Moniker exodus: An update

After the Moniker issues of last week, I was able to transfer my last remaining domain there, to Uniregistry.

It took 5 days, and the domain still shows in my Moniker account.

Moniker always had issues with syncing its system to the Registry, so I’m left with a ‘ghost‘ domain that’s already moved out.

The peril at Moniker that many domain registrants are currently facing is representative of the consequences of corporate mergers.

Without a plan to evolve the brand instead of using the existing customer base as coinage, existing brands that get acquired often become shadows of their former glory.

I also transferred out my last remaining domain at Network Solutions, as I cannot support a company that sends “opt out” emails to inflate registration numbers, as in the case of dot .XYZ. They also take 3 days to send out the authorization codes.

Good luck to everyone with domains at registrars that do not really care about the customer.

Comments

  1. I always hated Network Solutions. They are dying for years and now it’s replacement is about to go public. When they do you need to run…

  2. Kosta – I still get domains there thanks to NameJet. Plus now they manage former SnapNames/Moniker acquisitions. Ugh! 🙁

  3. A few things I learned from support reps on the phone and my experience there.

    1) No matter what anyone tells you, if there’s multiple invoices for the same domain, Moniker will try to process each one, even if it means renewing the same domain multiple times. Many reps will deny this happens. They’ll swear on their mother’s grave, on your mother’s grave, on a Bible, anything to get you off the phone. But, it does–the same domain, in multiple invoices, will be renewed each time it appears in an invoice. No, neither you nor they will delete invoices.

    2) Thinking of prepaying with Paypal? IF you prepay $40 with Paypal. And you have invoices for $48, $9.51, $22.31, etc. The money never appears in your account but is “applied” toward the highest invoice. You won’t see any names from that invoice renewed. But it’s being “held” for that invoice. It’s “right” that it doesn’t appear in your account (in their view). You then have to add more money for the highest invoice to process. I strongly advise against using paypal because it seems to confuse the billing and payment system. If you later add a credit card, your paypal money may never appear and all will be billed to your credit card. You’ll have to call in to sort it out.

    3) When you set a domain to delete at expiration, it does not “save” in the interface. When you change pages, it looks like the option did not set. However, if you get an email confirmation of your change to delete the domain at expiration, it does work. This SHOULD cancel the invoice for that domain.

    4) In cases where #3 above fails, they can’t delete invoices.
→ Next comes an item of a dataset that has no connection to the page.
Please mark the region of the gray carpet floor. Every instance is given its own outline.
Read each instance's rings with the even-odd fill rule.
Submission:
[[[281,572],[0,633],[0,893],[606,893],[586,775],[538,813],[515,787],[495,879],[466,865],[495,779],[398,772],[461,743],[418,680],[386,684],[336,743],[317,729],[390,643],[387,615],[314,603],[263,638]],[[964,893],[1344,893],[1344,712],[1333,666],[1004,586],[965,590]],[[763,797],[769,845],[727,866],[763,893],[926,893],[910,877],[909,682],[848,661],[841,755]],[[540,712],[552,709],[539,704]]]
Instead, they would rather issue refunds for domains invoiced more than once or domains that renewed when they were not supposed to.
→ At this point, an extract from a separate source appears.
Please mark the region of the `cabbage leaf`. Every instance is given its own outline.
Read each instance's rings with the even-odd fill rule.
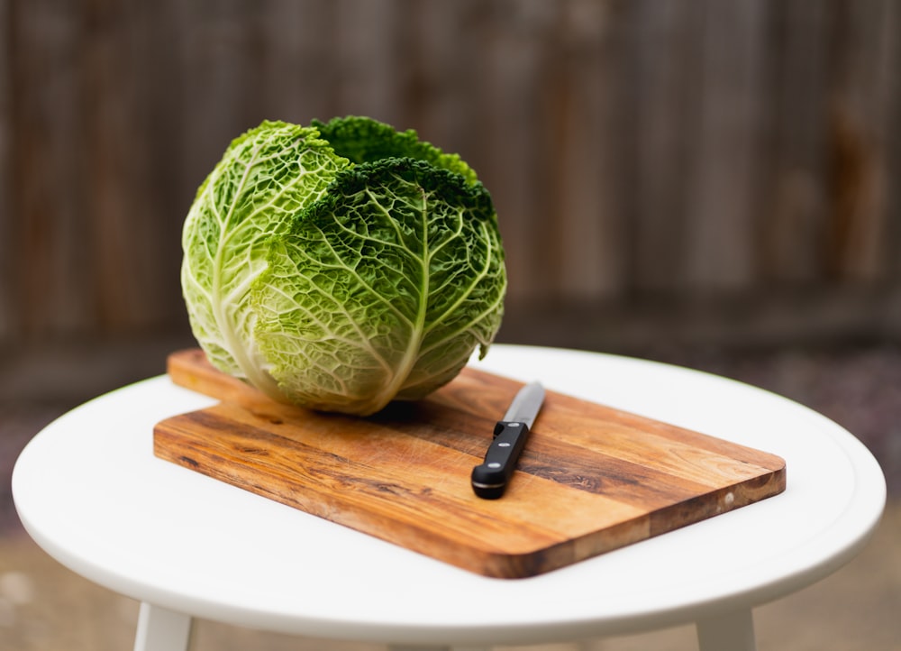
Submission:
[[[182,288],[216,368],[369,415],[452,380],[500,326],[490,195],[457,155],[362,117],[235,139],[185,222]]]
    5) In my case, I had to play this game their way to renew several domains so I could get them out. I had to add a credit card to my account, even though I already paid $40 via paypal that seemed to go nowhere. Later, I replaced my good credit card number with a bogus one so they cannot bill me further. I’m staying ahead of future renewals by transferring them out.

    6) My backup plan was to keep everything on a credit card, a real credit card, not a debit card. And then dispute charges with the credit card company for domains I didn’t want renewed or multiple renewals to the same domain name. Fortunately, it didn’t come to that. They issued the refunds.

    7) Be prepared to stay on the phone a LONG time. One call today took 2 hours, as I sat on hold, while the poor support rep answering the phone chatted with people in Germany and waited on someone to get out of a meeting. I had domains with odd expiration dates (one half year off from the registration anniversary), domains in auction (even though they were showing as not even expired), domains with multiple invoices and wrong charges, domains I could not modify but showed to be in good standing, etc.

    8) When they give you advice, such as “if you would only do this…”. Do it right then, so you can say, that did not work. That forces them to stop making up solutions to get you off the phone. It forces them to go chat with someone in Germany to find the real answer. Be prepared to be put on hold again. It’s a game–and that game is to get your domains out of Moniker. Eyes on the prize… Their incompetent–you know it, I know it, even they know it.

    9) When you call, I’ve found I get much quicker hold times if I do NOT enter my account number. And if I pick the option that says “password problem”. Otherwise, many times, no one will ever pickup and after 30 minutes, you are sent to voicemail.

    This took a week and over 5 successful phone calls (and about 20 calls that were unsuccessful–no one ever picked up). Lesson learned. Never stay at an unstable registrar. Hopefully, you have a speaker phone option. Anyone who stays with this company is beyond a fool.

  4. Really easy fix for all of these problems – send support a ticket and word it like this:

    “Hello Support –

    Please unlock all of the domains in my account and send me the epp codes for each and every one.”

    This is the only answer for Moniker.com issues at the moment.